About Frederick Douglass
Though born into slavery around 1818, Frederick Douglass would become one of the world's foremost champions of human freedom. A self-taught man, his life as an author, orator, newspaper editor, U.S. Colored Troops Recruiter, and U.S. Ambassador to Haiti stood as a counter-example to the then largely held belief that enslaved people did not possess the intellectual capacity to live in freedom alongside their white counterparts. Although posterity primarily aligns him with the abolition of slavery, Douglass firmly believed in the equality of all people regardless of race, gender and creed. Douglass and the Commonwealth of Pennsylvania share a long and storied history together. As noted on the statue, Douglass delivered his final speech at West Chester University of Pennsylvania on February 1, 1895.
A few of the many famous quotes of Frederick Douglass that still ring true today:
"I would unite with anyone to do right and with nobody to do wrong."
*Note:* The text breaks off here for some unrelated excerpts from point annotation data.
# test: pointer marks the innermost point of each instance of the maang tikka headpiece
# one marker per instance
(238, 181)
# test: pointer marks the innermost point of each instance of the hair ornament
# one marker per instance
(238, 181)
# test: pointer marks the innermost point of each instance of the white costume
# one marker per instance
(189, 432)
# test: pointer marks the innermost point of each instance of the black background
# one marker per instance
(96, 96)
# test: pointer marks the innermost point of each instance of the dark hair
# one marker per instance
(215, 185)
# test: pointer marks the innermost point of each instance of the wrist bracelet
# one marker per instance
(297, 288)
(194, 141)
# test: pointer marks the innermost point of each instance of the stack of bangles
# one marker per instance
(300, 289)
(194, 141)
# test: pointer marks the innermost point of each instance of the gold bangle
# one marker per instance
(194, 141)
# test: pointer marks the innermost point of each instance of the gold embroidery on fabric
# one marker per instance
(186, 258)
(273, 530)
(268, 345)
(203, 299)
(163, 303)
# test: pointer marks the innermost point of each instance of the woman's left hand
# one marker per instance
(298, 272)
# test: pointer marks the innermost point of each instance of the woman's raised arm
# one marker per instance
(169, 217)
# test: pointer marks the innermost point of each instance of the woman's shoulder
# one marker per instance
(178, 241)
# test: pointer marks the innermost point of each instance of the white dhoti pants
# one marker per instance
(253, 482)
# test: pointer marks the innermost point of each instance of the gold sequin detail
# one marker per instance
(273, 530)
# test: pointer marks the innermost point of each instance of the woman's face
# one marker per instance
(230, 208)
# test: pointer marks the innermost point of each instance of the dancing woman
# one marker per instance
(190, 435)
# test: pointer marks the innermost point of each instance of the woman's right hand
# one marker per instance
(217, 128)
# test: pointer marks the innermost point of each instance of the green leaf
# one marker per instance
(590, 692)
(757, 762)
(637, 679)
"It is easier to build strong children than to repair broken men"
"Without struggle, there is no progress"
"Where justice is denied, where poverty is enforced, where ignorance prevails, and where any one class is made to feel that society is an organized conspiracy to oppress, rob and degrade them, neither persons nor property will be safe."
"Some know the value of education by having it. I knew its value by not having it."
~ Frederick Douglass
WCU Douglass Historical Landmark (June 27, 2008)
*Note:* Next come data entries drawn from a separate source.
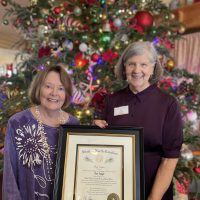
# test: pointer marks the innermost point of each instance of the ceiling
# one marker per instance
(10, 35)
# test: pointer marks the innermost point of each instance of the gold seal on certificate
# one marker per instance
(113, 196)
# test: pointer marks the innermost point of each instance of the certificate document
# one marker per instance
(99, 164)
(99, 172)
Under the guidance and leadership of Dr. C. James Trotman (Professor Emeritus), the Frederick Douglass Institute (FDI) of West Chester University was named as a national historical landmark. The National Park Services (NPS) and the National Underground Railroad Network to Freedom (UGRR) recognized the Frederick Douglass Institute (FDI) for making significant contributions to the understanding of the Underground Railroad and its connection and contributions to American and African American History.
WCU's Frederick Douglass Institute
The mission of the Frederick Douglass Institute at West Chester University of Pennsylvania (FDI) is to maintain the legacy of the great abolitionist, orator, and statesman Frederick Douglass before the campus community, local community, region, and the nation through the highest quality of academic programming that promotes excellence in scholarship, teaching, and institutional advancement. Consistent with its mission, and with the mission, vision, and values of the university, the Institute is an educational and cultural resource for advancing multicultural studies across the curriculum and for deepening the intellectual heritage of Frederick Douglass, the former slave, distinguished orator, journalist, author, and statesman. Douglass, who was a frequent visitor to the West Chester area, gave his last public lecture on West Chester's campus on February 1, 1895, just nineteen days before his death.
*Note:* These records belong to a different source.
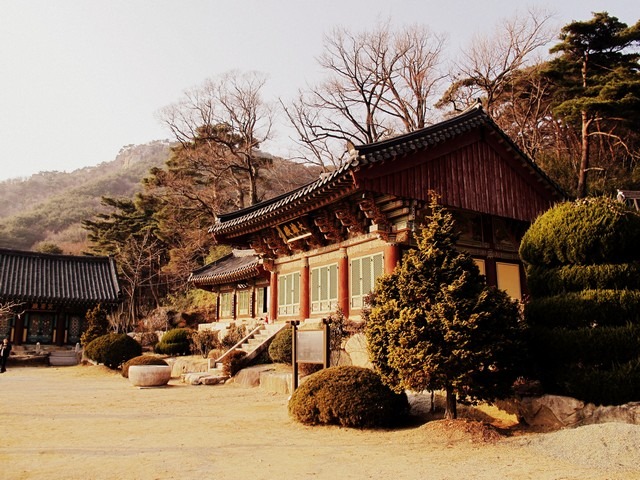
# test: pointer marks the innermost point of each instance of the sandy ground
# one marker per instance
(86, 422)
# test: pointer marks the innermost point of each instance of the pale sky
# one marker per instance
(80, 79)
Guided by the spirit of Douglass and his legacy, the Institute aims to create opportunities to build a better community for all of us to fulfill our destiny as human beings. Perhaps Douglass himself put it best when on October 1, 1865, at the inauguration of an Institute named for him in Baltimore, Maryland, Douglass said that the mission of that Institute was, in part, "to be a dispenser of knowledge," and "a radiator of light." Douglass also declared in his remarks that "In a word, we dedicate this Institution to virtue, temperance, truth, liberty, and justice." Through the leadership of WCU, there are Frederick Douglass Institutes at all fourteen campuses of the Pennsylvania State Universities System. Collectively the Frederick Douglass Institutes at all 14 campuses of the Pennsylvania State University System are known as the FDI Collaborative.